Authentic Brands Group, which owns the intellectual property rights to Sports Illustrated as well as to celebrities like Marilyn Monroe and Muhammad Ali, said it had struck a long-term deal to license Sports Illustrated’s publishing rights to Minute Media, a digital-media company focused on sports.

Minute Media’s license with Sports Illustrated will stretch for 10 years with an option to extend for up to 30 years total, into the magazine’s centenary. Both companies expect the deal, which also includes Sports Illustrated’s Swim brand, to last for the full 30-year term. The companies declined to disclose financial terms but said that Authentic Brands Group was taking a stake in Minute Media as part of the deal.

The deal is a significant expansion for Minute Media, a New York-based company founded in 2011 whose holdings — which include the sports websites The Players’ Tribune and Fansided — generate more than $400 million in revenue annually.

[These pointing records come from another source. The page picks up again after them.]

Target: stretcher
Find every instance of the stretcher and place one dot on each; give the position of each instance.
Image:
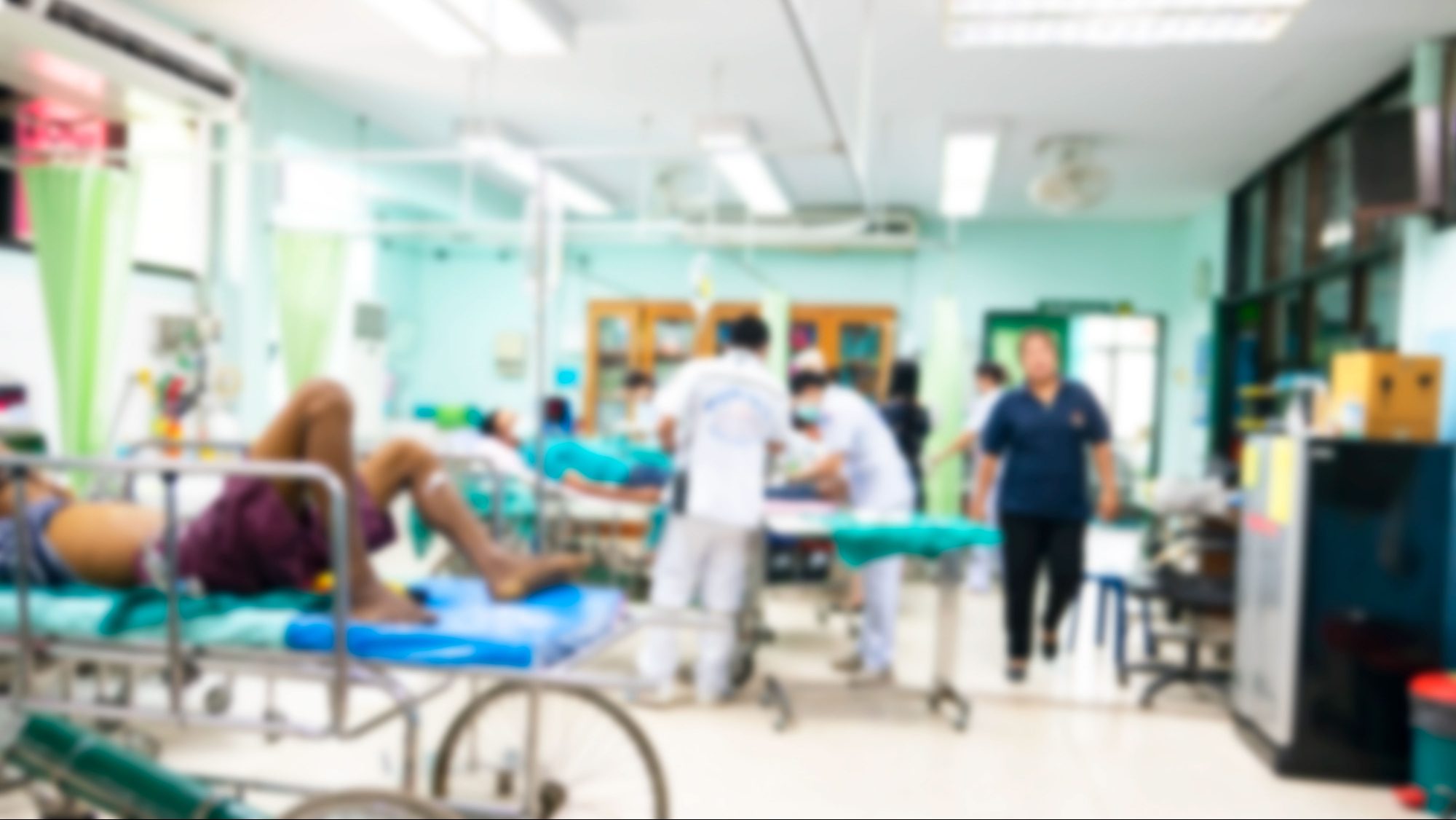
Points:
(72, 659)
(860, 540)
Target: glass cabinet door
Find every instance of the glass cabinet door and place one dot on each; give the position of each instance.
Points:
(861, 355)
(673, 342)
(614, 337)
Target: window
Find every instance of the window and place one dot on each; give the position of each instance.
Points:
(173, 196)
(1382, 321)
(1308, 279)
(1336, 327)
(1117, 359)
(1256, 222)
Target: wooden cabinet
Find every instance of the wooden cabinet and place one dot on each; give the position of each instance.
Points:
(660, 337)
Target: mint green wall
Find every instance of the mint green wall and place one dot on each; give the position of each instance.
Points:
(282, 114)
(465, 299)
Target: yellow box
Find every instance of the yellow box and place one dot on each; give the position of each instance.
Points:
(1387, 395)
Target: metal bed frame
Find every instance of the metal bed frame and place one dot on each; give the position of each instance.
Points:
(950, 575)
(339, 672)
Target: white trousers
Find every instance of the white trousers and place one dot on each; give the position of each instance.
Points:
(707, 560)
(877, 633)
(882, 579)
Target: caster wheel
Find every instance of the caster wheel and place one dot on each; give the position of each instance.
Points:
(742, 672)
(219, 700)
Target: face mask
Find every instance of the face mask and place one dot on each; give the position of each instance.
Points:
(809, 414)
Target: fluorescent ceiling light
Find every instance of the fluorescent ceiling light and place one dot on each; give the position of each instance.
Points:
(519, 27)
(1116, 24)
(969, 167)
(745, 168)
(433, 25)
(526, 170)
(1026, 8)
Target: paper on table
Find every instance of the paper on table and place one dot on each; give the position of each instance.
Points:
(1251, 467)
(1282, 481)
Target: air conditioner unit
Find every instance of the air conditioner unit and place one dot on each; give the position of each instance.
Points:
(107, 59)
(895, 232)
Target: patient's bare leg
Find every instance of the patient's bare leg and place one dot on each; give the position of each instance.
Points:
(318, 426)
(407, 467)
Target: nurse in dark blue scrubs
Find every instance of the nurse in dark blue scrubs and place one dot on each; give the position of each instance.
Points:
(1043, 432)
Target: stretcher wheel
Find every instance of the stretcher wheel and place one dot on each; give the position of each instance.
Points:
(592, 758)
(219, 700)
(368, 805)
(742, 674)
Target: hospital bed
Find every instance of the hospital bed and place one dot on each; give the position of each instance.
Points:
(72, 655)
(946, 543)
(71, 771)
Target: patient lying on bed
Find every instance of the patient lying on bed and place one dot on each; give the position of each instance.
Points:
(566, 464)
(267, 535)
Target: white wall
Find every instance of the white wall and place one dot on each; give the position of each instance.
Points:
(25, 343)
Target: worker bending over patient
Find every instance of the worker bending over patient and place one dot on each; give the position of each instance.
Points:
(273, 534)
(861, 443)
(723, 419)
(1043, 432)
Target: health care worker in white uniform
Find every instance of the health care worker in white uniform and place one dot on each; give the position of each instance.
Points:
(880, 484)
(724, 419)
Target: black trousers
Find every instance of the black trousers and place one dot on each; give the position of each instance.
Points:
(1029, 543)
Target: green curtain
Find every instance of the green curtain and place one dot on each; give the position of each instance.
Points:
(84, 228)
(309, 280)
(946, 375)
(775, 310)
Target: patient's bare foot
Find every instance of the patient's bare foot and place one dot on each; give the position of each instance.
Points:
(388, 607)
(534, 575)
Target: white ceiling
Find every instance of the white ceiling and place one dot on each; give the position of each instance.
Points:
(1179, 126)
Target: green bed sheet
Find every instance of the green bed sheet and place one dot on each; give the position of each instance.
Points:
(141, 615)
(861, 541)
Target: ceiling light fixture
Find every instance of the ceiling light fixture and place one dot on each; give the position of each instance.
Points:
(740, 164)
(521, 28)
(433, 25)
(1116, 24)
(523, 167)
(968, 173)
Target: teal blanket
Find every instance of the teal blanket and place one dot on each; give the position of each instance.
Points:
(141, 615)
(921, 537)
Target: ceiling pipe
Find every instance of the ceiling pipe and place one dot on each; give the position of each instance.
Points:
(826, 100)
(398, 157)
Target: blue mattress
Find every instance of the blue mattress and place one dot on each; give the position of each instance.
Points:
(475, 631)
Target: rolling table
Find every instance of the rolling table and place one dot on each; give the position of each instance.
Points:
(860, 540)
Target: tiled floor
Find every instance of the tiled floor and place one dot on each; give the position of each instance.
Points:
(1069, 745)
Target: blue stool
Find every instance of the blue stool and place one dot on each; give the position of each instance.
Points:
(1113, 588)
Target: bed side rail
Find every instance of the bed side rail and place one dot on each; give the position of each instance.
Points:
(171, 471)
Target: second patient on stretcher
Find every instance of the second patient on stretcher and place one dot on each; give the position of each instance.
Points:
(272, 534)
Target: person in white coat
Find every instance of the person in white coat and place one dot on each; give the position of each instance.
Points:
(723, 419)
(880, 484)
(991, 384)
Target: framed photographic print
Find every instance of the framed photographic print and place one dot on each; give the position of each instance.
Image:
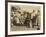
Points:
(25, 18)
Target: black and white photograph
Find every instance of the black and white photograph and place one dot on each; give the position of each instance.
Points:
(25, 18)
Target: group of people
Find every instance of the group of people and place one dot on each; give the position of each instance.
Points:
(25, 18)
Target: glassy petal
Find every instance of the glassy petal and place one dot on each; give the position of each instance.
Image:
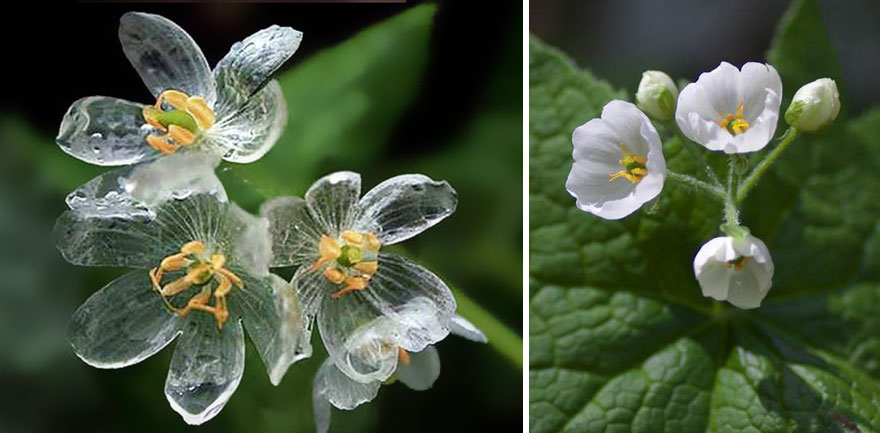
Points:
(294, 232)
(247, 134)
(250, 64)
(206, 367)
(463, 328)
(272, 316)
(165, 56)
(404, 206)
(122, 324)
(102, 130)
(422, 370)
(332, 200)
(333, 386)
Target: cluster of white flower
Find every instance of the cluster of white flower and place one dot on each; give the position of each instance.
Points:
(619, 164)
(202, 264)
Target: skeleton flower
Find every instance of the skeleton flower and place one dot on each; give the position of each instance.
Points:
(416, 370)
(730, 109)
(368, 304)
(234, 111)
(201, 272)
(618, 162)
(736, 270)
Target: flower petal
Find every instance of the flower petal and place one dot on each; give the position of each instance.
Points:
(122, 324)
(102, 130)
(206, 367)
(332, 200)
(247, 134)
(463, 328)
(165, 56)
(332, 386)
(294, 232)
(272, 316)
(404, 206)
(250, 64)
(422, 370)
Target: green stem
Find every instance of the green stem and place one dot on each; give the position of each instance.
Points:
(765, 164)
(699, 185)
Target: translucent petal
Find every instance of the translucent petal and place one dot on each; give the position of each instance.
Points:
(422, 370)
(332, 200)
(272, 316)
(463, 328)
(404, 206)
(294, 232)
(165, 56)
(105, 131)
(122, 324)
(247, 134)
(333, 386)
(206, 367)
(250, 64)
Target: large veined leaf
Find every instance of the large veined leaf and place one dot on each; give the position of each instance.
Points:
(621, 339)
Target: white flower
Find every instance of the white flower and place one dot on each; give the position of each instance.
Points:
(416, 370)
(731, 110)
(657, 95)
(618, 162)
(736, 270)
(236, 111)
(201, 272)
(814, 106)
(367, 304)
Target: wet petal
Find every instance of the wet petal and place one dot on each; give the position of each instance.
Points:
(294, 232)
(404, 206)
(105, 131)
(165, 56)
(250, 64)
(272, 316)
(422, 370)
(122, 324)
(332, 386)
(206, 367)
(332, 200)
(246, 135)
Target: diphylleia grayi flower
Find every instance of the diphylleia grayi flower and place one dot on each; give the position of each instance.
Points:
(368, 305)
(201, 276)
(235, 111)
(417, 370)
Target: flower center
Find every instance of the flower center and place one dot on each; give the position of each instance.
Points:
(735, 124)
(188, 116)
(201, 270)
(737, 263)
(634, 168)
(349, 261)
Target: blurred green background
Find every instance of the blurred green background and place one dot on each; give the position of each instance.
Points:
(434, 88)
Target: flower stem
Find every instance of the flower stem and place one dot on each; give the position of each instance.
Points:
(699, 185)
(765, 164)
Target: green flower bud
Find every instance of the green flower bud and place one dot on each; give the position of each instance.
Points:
(657, 95)
(814, 106)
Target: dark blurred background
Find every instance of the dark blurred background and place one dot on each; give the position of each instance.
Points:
(619, 39)
(441, 96)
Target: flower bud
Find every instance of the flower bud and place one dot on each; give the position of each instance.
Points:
(814, 106)
(657, 95)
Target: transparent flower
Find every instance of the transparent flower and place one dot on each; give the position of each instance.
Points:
(201, 273)
(358, 295)
(736, 270)
(814, 106)
(618, 162)
(731, 110)
(234, 111)
(417, 370)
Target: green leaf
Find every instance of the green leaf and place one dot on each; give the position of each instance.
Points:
(621, 338)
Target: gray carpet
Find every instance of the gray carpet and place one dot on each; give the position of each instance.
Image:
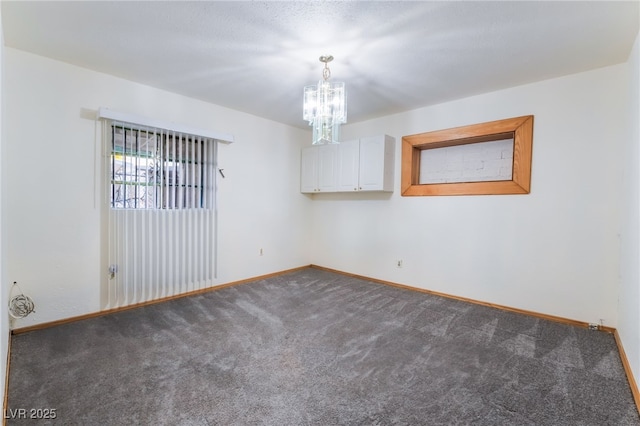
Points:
(317, 348)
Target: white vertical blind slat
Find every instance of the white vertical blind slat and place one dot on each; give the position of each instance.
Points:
(161, 228)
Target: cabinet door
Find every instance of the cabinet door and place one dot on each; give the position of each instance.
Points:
(371, 163)
(348, 165)
(327, 163)
(309, 169)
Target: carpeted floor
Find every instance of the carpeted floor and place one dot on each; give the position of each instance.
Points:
(317, 348)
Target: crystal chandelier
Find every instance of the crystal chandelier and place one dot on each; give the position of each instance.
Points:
(325, 107)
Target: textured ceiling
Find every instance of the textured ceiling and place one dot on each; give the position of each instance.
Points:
(394, 56)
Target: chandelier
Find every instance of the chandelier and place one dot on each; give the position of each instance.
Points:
(325, 107)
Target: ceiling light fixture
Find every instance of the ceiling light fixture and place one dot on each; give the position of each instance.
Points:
(325, 107)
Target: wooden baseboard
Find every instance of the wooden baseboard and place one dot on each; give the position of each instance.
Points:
(476, 302)
(150, 302)
(625, 362)
(627, 369)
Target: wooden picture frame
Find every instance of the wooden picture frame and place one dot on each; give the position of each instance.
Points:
(518, 128)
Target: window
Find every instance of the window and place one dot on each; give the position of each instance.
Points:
(159, 170)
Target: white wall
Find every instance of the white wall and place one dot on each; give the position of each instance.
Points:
(4, 282)
(52, 208)
(629, 302)
(553, 251)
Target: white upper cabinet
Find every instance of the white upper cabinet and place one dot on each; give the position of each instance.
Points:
(318, 169)
(364, 164)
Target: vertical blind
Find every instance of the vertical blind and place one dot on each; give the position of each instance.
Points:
(162, 213)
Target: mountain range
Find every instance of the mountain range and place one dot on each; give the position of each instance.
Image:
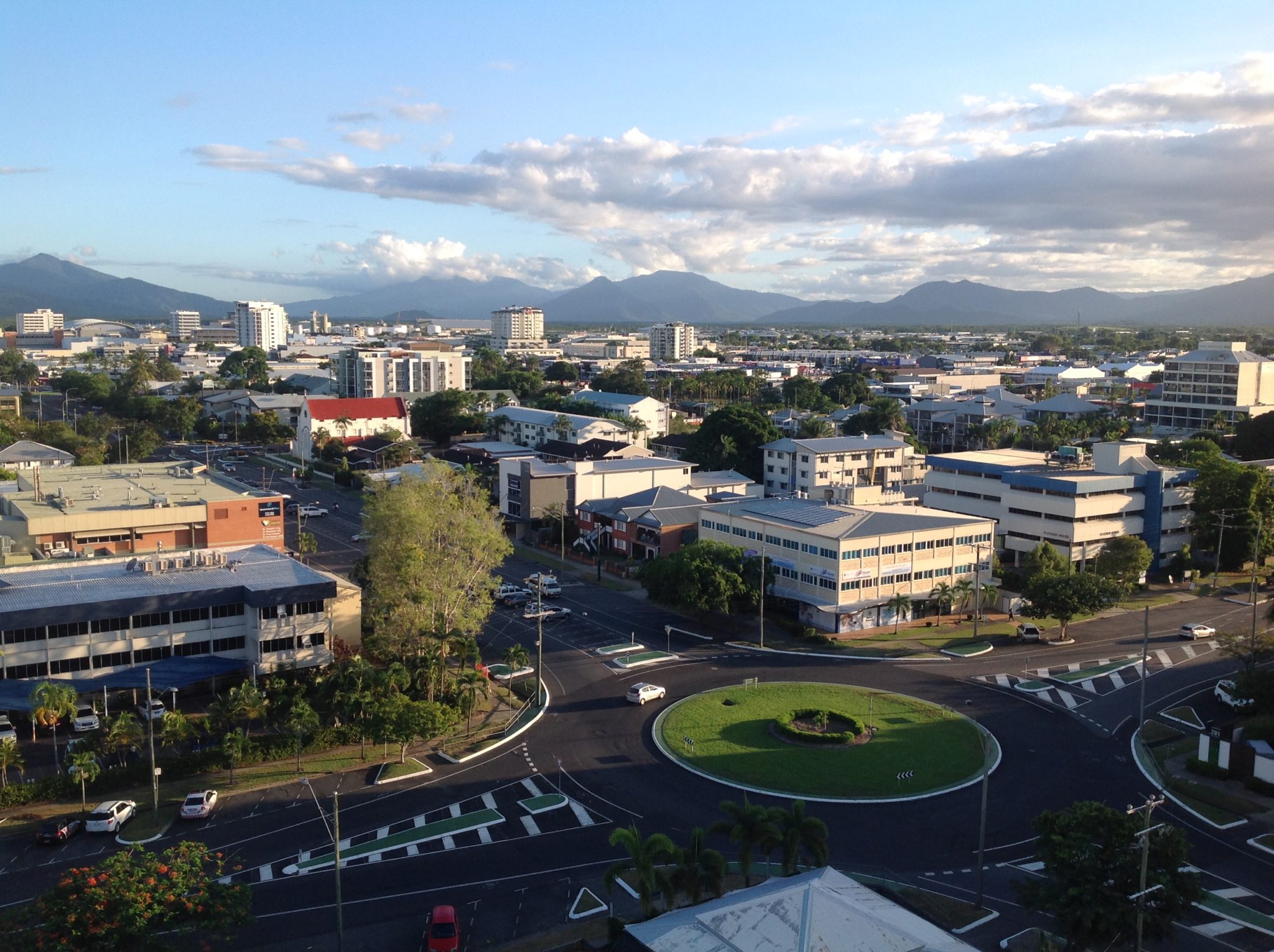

Sports Illustrated has been engulfed in turmoil for months, the result of a corporate tug of war between the company that owns the iconic magazine and the energy drink mogul whose executives have been running it. The agreement begins immediately and effectively wrests Sports Illustrated’s operations away from Arena Group, the digital-media company that has run the magazine since 2019 and threatened to end its print edition.

A spokesman for Arena Group said the company had been informed of the deal with the new licensee and had no other details.

It is a new chapter for Sports Illustrated, which published its first issue in 1954. Asaf Peled, the chief executive of Minute Media, said in an interview that he planned to continue Sports Illustrated’s print edition.

“In the current era of digital, it’s still not trivial and quite difficult to build your own brand and get people to know and admire it,” Mr. Peled said. “So once you get the opportunity to work with and grow an iconic brand like Sports Illustrated, you take it.”

Sports Illustrated has been in a state of limbo for months. In January, Authentic Brands Group terminated Arena Group’s license to operate the magazine after the company missed a $3.75 million licensing payment. That month, Arena Group — which continued to run Sports Illustrated while it was in breach of its licensing agreement — told Sports Illustrated employees that many would be laid off and notified others that they would remain on staff for 90 days. Last week, Arena Group executives told employees they would stop printing the magazine after its May issue.

Minute Media plans to expand the magazine’s publishing operations globally, Mr. Peled said, and to hire back some of the employees whom Arena Group had laid off. He added that he would not know how many employees would return until Minute Media started operating the business this week.

Mr. Peled said Minute Media was focused on “short-form sports content creation,” making video, audio and text for consumption on mobile devices. It owns Fansided, which features articles and podcasts for sports fans and for several years was owned by Sports Illustrated’s former publisher, Time Inc.; and The Players’ Tribune, which publishes videos and essays by athletes and was founded by Derek Jeter, the Yankees Hall of Fame shortstop. Mr. Peled said he also wanted to continue Sports Illustrated’s tradition of in-depth journalism.

“It’s an exception to our core strategy, but it’s not the first time we’ve done that,” Mr. Peled said.